I believe I put it inelegantly, but this is the point I was trying to make. Infinities don’t make sense in the real world, and the fact that pi is an irrational number is a piece of evidence that shows this to be the case.
But … but … Didn’t someone point out upthread that it’s just as hard to make a perfect square as to make a perfect circle?
I’m not sure how this follows.
Pi has an infinite decimal expansion. But so does 1/3 - it may be a rational number but it still has an infinite decimal expansion (though it doesn’t have an infinite expansion in base-3). But if you don’t like 1/3 for being rational, the square root of 2 is irrational and has an infinite decimal expansion. Both 1/3 and sqrt(2) ‘make sense’ in the ‘real world’.
As for utility, the irrationality of pi means you cannot take a real world circle and measure both diameter and circumference to infinite precision.
But so what? As mentioned above, you can’t do that with squares, either. You can’t measure both the length and perimeter of a real world square to infinite precision. That doesn’t mean numbers, whether rational or irrational, fundamentally don’t make ‘real world’ sense.
Even with your ‘1 carbon atom’ example, there’s fuzziness in where the ‘edge’ of the square is. Your precision is limited to “number of atoms”, which is itself an approximation of the actual precision of a perfect square, especially as there’s no way to verify these atoms all have the same size! That’s kind of important for building a square this way.
Math deals with idealized elements. No matter how fine your pencil is, you cannot draw a one-dimensional line. No piece of paper is ever thin enough to be two-dimensional.
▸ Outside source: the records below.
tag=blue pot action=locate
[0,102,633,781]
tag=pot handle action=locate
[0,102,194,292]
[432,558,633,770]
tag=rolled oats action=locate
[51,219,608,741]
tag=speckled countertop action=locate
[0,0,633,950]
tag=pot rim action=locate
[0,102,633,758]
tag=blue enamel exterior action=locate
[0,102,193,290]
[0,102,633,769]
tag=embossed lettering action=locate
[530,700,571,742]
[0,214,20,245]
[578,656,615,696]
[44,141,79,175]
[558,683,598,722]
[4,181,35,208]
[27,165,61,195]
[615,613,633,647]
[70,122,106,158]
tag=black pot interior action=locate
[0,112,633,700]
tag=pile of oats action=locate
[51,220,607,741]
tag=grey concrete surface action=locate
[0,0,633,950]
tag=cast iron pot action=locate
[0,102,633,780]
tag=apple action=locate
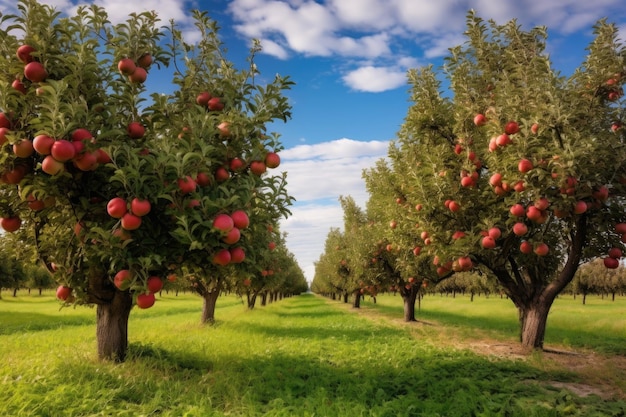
[113,269,132,291]
[602,257,619,269]
[178,175,197,194]
[146,275,163,293]
[196,91,211,107]
[11,79,26,94]
[33,135,55,155]
[480,236,496,249]
[137,52,152,69]
[265,152,280,168]
[24,61,48,83]
[609,248,622,259]
[74,151,98,172]
[474,113,487,126]
[126,121,146,139]
[196,172,211,187]
[513,222,528,236]
[517,159,533,174]
[214,167,230,182]
[207,97,224,111]
[228,247,246,264]
[230,210,250,229]
[117,58,137,75]
[222,227,241,245]
[56,285,72,301]
[13,139,35,158]
[509,203,526,217]
[107,197,128,219]
[130,197,152,217]
[50,139,76,162]
[504,121,519,135]
[250,161,266,176]
[121,213,141,230]
[137,293,156,309]
[15,45,35,64]
[0,216,22,233]
[128,67,148,84]
[41,156,65,175]
[519,240,533,255]
[213,213,235,233]
[212,249,232,266]
[534,242,550,256]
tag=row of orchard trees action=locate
[313,13,626,348]
[0,0,304,361]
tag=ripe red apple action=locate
[517,159,533,174]
[117,58,137,75]
[602,257,619,269]
[609,248,622,259]
[474,113,487,126]
[504,121,519,135]
[107,197,128,219]
[212,249,232,266]
[13,139,35,158]
[509,204,526,217]
[50,139,76,162]
[178,175,197,194]
[24,61,48,83]
[207,97,224,111]
[230,210,250,229]
[265,152,280,168]
[250,161,266,176]
[56,285,72,301]
[213,213,235,233]
[196,91,211,107]
[15,45,35,64]
[126,121,146,139]
[229,247,246,264]
[513,222,528,236]
[137,293,156,309]
[480,236,496,249]
[519,240,533,255]
[113,269,132,291]
[222,227,241,245]
[534,242,550,256]
[130,197,152,217]
[146,275,163,293]
[33,135,55,155]
[41,156,65,175]
[121,213,141,230]
[0,216,22,233]
[128,67,148,84]
[137,52,152,69]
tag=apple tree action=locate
[0,0,291,361]
[380,13,626,348]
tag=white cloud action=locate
[342,65,407,93]
[280,138,389,280]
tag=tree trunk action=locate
[518,299,552,349]
[200,289,220,324]
[400,287,418,322]
[96,291,133,362]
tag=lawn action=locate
[0,293,626,417]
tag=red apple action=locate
[0,216,22,233]
[130,197,152,217]
[24,61,48,83]
[137,293,156,309]
[107,197,128,219]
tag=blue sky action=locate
[8,0,626,280]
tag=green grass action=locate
[0,294,626,417]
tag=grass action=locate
[0,293,626,417]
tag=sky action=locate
[0,0,626,281]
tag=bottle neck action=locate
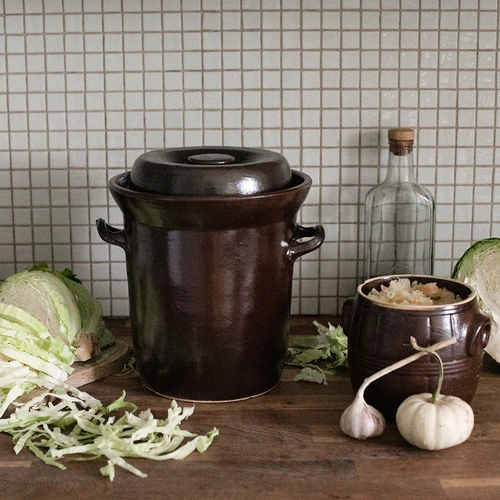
[386,148,415,182]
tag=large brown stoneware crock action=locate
[98,171,324,401]
[342,275,490,418]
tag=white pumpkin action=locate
[396,393,474,450]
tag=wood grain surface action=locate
[0,317,500,500]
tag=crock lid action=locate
[130,146,292,196]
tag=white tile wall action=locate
[0,0,500,315]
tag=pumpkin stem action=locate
[358,337,457,401]
[410,337,446,403]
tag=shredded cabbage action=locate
[0,385,219,481]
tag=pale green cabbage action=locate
[0,264,114,361]
[451,238,500,363]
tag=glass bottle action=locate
[365,128,435,278]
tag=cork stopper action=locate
[389,128,415,141]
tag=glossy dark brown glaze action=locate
[342,276,490,418]
[98,173,324,401]
[130,146,292,196]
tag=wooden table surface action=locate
[0,317,500,500]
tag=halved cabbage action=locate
[451,238,500,362]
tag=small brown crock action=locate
[342,275,490,418]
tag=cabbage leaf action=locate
[287,321,347,385]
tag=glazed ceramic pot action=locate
[342,275,490,418]
[97,148,324,401]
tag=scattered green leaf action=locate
[287,321,347,384]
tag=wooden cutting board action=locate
[66,340,132,387]
[16,340,132,403]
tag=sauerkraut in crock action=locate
[368,278,462,306]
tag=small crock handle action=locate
[467,312,491,356]
[287,225,325,260]
[95,219,127,250]
[340,297,354,337]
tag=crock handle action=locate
[467,312,491,356]
[95,219,127,250]
[340,297,354,337]
[287,225,325,260]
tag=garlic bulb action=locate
[340,392,385,439]
[340,337,457,439]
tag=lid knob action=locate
[188,153,234,165]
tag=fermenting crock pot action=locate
[97,148,324,401]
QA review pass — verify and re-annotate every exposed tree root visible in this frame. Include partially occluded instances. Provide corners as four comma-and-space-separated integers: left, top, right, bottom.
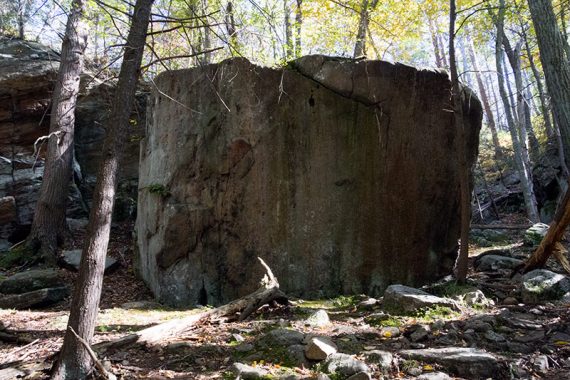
94, 257, 288, 352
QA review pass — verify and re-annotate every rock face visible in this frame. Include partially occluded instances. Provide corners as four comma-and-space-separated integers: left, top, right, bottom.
136, 56, 481, 305
0, 37, 146, 243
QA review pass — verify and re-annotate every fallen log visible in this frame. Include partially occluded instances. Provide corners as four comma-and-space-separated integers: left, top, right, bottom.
93, 257, 288, 352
No two angles are ever perfectly alike; no two lines ever exactly the same distance apart for their entire length. Idealized quantities are not limited, therefore, to infinities. Nor are they limited to any real-world analogs. Math deals with million-dimensional spaces just as deftly as it does three-dimensional ones.
Physics is the science of dealing with the real world. People talk about quantum fuzziness and uncertainty all the time, but in fact quantum mechanics is the most accurate physical theory we’ve ever come up with. Measurements agree with theory down to ten decimal places. Relativity similarly makes extremely accurate predictions that are used in real-world situations. The Large Harron Collider accelerates particles to 0.999999991 c. That’s the speed of light minus 3 meters/second. Equations give us the energy equivalent we need to calculate possible outcomes.
Math can be adapted to our real-world, giving solutions which are so close to ideal that the differences simply make no difference. (We just had a threadabout being able to drop terms too small to matter.) Math also has 150 years of history defining and collaring infinities in ways that make them tractable. Pi is exactly c/d. Exactly. That we can’t write out in full the decimal equivalent of that ratio is not physically meaningful. That’s intellectually interesting, true, but if pi terminated or repeated after a million decimal places nothing would change in measurements or calculation because we can’t measure or in any way detect the millionth decimal point. We can nevertheless plug pi in millions of formulas and have them work.
You’re correct when you say there are no real-world infinities. But the real world doesn’t care, and the math world can handle them just as well as 2 and 4. I’m still not getting your point.